On her way to Charleston, S.C., for the 37th stop on her North American tour this spring, Kimya Dawson, the former self-described “girl part of the Moldy Peaches,” fears the GPS is in cahoots with the KKK. With at least one hand on the steering wheel, she precariously holds up her end of a phone interview, dodging pickup trucks bearing Confederate flags on one of South Carolina’s scenic byways.
Raised in Bedford Hills, N.Y., Dawson admits to having taken only a few guitar lessons at the age of 16, abandoning formal musical instruction altogether until age 26. In the late-’90s, with fellow singer/songwriter Adam Green, she formed the anti-folk duo The Moldy Peaches. The pair donned animal costumes and relied on barely serviceable melodies to accompany their lyrical absurdities.
Since The Moldy Peaches disbanded in 2004, Dawson released five solo albums, gave birth to a daughter, Panda Delilah, and toiled contentedly in relative obscurity until the recent success of Juno catapulted her, via the film’s soundtrack, to the top of the Billboard charts.
The Juno soundtrack relies heavily on Dawson, and serves as a retrospective of sorts. Nearly half of Dawson’s tracks for the film were culled from three of her solo albums, many of them from 2006’s Remember That I Love You. Newer collaborations with Antsy Pants appear on the album, as does The Moldy Peaches’ “Anyone Else But You,” co-written and performed with Adam Green.
Though her solo efforts coexisted with The Moldy Peaches, Dawson’s songwriting retains the pared-down, do-it-herself instrumentation of her former band without the Peaches’ scatological humor. A marked departure from the charming puerility of “Who’s Got the Crack?” and “Downloading Porn with Davo,” songs for which The Moldy Peaches are best known outside the anti-folk circuit, Dawson strums earnestly along to lyrics that reveal an aching vulnerability. On “Tire Swing” she sings, “I got one hand on the steering wheel, one waving out the window / if I’m a spinster for the rest of my life / my yarns will keep me warm on cold and lonely nights.”
While Dawson and Green reunited for a few appearances in support of Juno, including a performance on ABC’s morning estrogen-fest “The View,” Dawson envisions the chance of recording with Green again as a post-apocalyptic fantasy. “The dust will clear,” she portends, “and I’ll crawl out into a totally desolate abandoned wasteland and there will be Adam, and I’ll be like [sings], ‘This is shitty, all my friends are dead,’ and he’ll be like, ‘Oh yeah, pat me on my head,’ and we’ll make up some songs.

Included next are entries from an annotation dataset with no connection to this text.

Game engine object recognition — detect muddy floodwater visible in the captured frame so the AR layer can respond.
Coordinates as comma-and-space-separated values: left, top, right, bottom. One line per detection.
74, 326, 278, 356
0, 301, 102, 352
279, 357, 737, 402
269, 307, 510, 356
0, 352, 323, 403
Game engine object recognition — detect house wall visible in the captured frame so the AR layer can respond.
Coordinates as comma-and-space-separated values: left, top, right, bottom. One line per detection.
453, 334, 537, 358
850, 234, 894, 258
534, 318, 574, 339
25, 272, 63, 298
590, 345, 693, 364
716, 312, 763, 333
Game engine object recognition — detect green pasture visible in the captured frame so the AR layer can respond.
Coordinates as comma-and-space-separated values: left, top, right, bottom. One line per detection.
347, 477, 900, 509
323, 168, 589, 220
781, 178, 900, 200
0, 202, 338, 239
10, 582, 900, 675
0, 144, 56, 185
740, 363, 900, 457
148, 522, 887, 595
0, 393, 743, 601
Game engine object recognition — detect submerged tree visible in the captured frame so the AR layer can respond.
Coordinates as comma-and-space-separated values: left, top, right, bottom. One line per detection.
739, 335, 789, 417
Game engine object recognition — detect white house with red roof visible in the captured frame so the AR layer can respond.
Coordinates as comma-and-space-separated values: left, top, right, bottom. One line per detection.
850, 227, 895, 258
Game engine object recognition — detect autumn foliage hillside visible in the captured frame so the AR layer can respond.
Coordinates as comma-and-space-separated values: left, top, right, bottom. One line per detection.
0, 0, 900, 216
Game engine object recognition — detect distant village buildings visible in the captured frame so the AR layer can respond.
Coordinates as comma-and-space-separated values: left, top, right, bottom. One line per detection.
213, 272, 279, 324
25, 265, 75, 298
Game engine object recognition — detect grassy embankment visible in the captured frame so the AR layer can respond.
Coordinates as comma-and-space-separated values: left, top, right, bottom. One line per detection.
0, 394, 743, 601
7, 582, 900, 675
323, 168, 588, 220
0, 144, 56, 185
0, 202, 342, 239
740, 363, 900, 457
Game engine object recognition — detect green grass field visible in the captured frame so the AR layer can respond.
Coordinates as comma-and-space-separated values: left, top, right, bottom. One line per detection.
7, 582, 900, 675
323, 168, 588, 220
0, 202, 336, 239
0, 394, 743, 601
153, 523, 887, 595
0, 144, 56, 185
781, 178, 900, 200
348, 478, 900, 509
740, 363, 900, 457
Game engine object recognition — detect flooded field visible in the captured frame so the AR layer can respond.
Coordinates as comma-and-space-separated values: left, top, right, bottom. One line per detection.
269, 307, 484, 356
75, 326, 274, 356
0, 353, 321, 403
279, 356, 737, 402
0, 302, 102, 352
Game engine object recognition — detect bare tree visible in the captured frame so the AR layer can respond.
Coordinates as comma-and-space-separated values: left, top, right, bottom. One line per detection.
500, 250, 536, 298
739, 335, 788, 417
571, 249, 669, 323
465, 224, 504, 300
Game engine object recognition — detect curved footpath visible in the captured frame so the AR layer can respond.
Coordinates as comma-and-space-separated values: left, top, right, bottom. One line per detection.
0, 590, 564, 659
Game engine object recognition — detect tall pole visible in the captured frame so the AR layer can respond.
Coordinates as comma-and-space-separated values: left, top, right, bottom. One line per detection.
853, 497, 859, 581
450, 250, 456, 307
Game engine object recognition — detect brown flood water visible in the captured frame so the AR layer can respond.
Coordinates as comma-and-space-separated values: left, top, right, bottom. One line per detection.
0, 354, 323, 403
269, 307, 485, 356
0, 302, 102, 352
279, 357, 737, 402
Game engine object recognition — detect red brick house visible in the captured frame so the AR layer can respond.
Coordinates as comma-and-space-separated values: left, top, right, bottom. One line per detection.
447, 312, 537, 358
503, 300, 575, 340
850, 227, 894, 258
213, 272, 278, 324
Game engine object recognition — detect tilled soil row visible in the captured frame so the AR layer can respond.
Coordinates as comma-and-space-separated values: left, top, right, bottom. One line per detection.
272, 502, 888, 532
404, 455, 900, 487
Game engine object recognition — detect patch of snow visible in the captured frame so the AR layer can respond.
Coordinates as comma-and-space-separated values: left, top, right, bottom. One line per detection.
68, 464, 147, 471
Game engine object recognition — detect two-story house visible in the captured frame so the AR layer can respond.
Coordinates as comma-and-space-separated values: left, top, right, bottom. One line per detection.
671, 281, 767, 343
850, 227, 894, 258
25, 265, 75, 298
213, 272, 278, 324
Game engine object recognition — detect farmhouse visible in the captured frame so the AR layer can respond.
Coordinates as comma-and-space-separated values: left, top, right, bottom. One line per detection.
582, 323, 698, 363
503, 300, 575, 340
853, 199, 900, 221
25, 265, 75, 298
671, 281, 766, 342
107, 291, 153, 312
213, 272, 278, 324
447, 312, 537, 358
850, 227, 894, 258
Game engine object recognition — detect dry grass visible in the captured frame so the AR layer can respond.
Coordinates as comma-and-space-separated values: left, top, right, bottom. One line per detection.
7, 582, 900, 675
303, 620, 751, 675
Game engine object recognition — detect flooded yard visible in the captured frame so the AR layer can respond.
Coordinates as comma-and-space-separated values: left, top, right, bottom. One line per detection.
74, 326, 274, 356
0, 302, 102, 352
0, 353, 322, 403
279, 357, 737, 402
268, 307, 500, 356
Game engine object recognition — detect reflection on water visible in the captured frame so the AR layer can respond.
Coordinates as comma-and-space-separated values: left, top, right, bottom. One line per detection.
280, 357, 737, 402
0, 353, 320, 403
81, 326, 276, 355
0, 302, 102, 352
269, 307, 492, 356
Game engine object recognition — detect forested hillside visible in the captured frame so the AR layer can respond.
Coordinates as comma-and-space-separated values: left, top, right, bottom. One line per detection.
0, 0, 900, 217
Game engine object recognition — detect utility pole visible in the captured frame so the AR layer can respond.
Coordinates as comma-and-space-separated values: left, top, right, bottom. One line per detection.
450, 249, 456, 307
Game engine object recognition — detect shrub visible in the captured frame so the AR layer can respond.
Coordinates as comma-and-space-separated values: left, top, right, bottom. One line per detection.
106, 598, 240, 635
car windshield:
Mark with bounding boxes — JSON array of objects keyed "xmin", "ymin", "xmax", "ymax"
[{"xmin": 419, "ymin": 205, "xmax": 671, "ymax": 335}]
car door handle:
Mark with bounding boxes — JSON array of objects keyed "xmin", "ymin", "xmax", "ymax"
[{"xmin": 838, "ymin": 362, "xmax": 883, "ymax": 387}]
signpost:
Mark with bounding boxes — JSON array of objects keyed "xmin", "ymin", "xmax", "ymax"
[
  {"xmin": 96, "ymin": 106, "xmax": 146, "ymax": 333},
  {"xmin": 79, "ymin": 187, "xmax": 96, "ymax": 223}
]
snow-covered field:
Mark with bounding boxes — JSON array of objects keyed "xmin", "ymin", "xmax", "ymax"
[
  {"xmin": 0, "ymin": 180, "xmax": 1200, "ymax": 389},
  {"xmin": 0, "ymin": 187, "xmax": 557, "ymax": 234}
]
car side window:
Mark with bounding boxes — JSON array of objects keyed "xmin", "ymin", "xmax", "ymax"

But right now I feel our universes are not aligned.”
Of late, Dawson’s taste for collaborators suits her present incarnation as both eternal child and mother. “My ultimate dream collaboration might happen; I’ve always wanted to do a duet with Grover. I got a phone call from a producer of ‘Sesame Street’ last week and told her about my fantasy, and she’s trying to make it happen.” Despite her sudden mainstream success, Dawson remains the anti-diva. She’s equal parts mother and musician, and her forthcoming effort, a children’s album titled Alphabutt, promises to lend confluence to those roles.
Dawson, however, dismisses the notion that her other records are less daycare-friendly, insisting that “all albums are child-appropriate, but not all parents agree … A lot of kids who like my stuff say, ‘I wanted to take your CD to show and tell, but my teacher doesn’t like it when you say ‘fucking cock.’ So I had to make a show-and-tellfriendly album.”
Promoting a children’s album is somewhat uncharted territory for a singer-songwriter. When asked about the logistics of such an endeavor, Dawson is nonchalant. With her 2-year-old daughter in tow on the road, Dawson is more than willing to play for audiences too young to stay up after dark. She half-jests, “I’ve been thinking about doing a tour called ‘The Nine O’ Clock Curfew Tour,’ where I don’t play any shows that end after nine. This staying up ‘til 11 stuff is bullshit.”